Der Grund, weshalb ich vor zwei Jahren aus den USA nach Frankfurt gezogen bin war mein Ehemann, er ist Deutscher. Bevor ich ihn kennen lernte, habe ich für die Marketing Abteilung der „Miss Universe“ Organisation in den Vereinigten Staaten gearbeitet. Studiert hatte ich davor den Bachelorstudiengang „Government and Politics“ an der Universität von Maryland. Als ich nach Deutschland kam fand ich, es sei Zeit mich neu zu orientieren, und habe dann das M.C.B.L. Programm der Universität Mannheim entdeckt. Weil ich mich schon immer für Jura interessiert habe, fand ich das Programm sehr passend und habe im September 2016 das Studium begonnen.

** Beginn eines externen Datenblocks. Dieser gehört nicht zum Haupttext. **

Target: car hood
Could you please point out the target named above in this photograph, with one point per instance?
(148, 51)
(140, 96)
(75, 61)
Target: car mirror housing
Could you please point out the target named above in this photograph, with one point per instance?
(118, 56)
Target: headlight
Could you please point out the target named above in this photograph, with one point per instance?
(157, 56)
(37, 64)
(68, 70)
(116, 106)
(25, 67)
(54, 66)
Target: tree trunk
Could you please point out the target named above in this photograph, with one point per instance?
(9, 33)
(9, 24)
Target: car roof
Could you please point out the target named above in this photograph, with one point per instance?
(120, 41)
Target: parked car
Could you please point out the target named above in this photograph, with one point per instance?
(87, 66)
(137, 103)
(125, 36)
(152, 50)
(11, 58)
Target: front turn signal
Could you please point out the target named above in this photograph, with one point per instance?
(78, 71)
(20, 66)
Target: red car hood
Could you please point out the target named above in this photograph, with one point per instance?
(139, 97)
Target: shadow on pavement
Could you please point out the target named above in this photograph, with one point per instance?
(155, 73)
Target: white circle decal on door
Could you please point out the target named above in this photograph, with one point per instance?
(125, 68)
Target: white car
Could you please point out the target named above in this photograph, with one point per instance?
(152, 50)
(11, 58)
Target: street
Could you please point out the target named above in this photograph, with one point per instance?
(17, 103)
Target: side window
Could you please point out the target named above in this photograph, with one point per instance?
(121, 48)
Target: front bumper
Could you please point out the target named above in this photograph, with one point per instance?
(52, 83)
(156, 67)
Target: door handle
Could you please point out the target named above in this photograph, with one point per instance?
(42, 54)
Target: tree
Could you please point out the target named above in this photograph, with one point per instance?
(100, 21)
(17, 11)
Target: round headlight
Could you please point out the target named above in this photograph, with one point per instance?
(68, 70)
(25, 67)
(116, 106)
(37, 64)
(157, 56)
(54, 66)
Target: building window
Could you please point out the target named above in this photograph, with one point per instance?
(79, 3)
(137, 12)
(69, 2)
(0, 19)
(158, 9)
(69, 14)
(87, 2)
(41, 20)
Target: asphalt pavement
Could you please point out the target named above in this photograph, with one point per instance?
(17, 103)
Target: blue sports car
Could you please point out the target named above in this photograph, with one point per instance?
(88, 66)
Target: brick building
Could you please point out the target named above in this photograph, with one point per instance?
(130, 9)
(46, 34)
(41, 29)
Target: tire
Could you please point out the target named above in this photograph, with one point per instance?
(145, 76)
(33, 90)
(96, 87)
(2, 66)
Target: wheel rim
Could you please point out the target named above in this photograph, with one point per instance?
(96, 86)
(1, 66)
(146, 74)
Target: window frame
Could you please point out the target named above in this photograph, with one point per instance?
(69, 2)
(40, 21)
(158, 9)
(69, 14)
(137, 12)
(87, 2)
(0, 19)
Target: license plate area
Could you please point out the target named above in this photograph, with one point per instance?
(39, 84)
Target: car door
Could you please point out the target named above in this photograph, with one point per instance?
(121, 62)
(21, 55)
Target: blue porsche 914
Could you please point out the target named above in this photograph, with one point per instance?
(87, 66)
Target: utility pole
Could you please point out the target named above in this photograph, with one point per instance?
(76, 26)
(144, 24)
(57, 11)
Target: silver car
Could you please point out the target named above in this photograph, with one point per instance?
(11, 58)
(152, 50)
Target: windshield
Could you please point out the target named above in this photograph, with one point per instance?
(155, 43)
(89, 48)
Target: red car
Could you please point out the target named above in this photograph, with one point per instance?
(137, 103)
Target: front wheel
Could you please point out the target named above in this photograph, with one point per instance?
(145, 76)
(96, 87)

Ich war „Miss Maryland USA“ 2011, habe 2012 den Wettbewerb zur „Miss District Columbia“ gewonnen, und ich habe 2014 die Vereinigten Staaten bei „Miss Supranational“ in Polen repräsentiert. Ich würde sagen, dass mir diese Wettbewerbe interkulturelle Erfahrungen ermöglicht haben. Beim „Miss Supranational“ kamen die Teilnehmenden aus der ganzen Welt und ich musste mit ihren sehr unterschiedlichen Persönlichkeiten und Kulturen umgehen. Aber auch beim Wettbewerb zur „Miss USA“ hatten die Kandidatinnen unterschiedliche soziale Hintergründe, was nicht immer einfach war. Dadurch habe ich aber auch gelernt, mich auf Menschen einzulassen. Das war für das M.C.B.L. Programm mit seinen Studierenden von sechs Kontinenten sehr wichtig.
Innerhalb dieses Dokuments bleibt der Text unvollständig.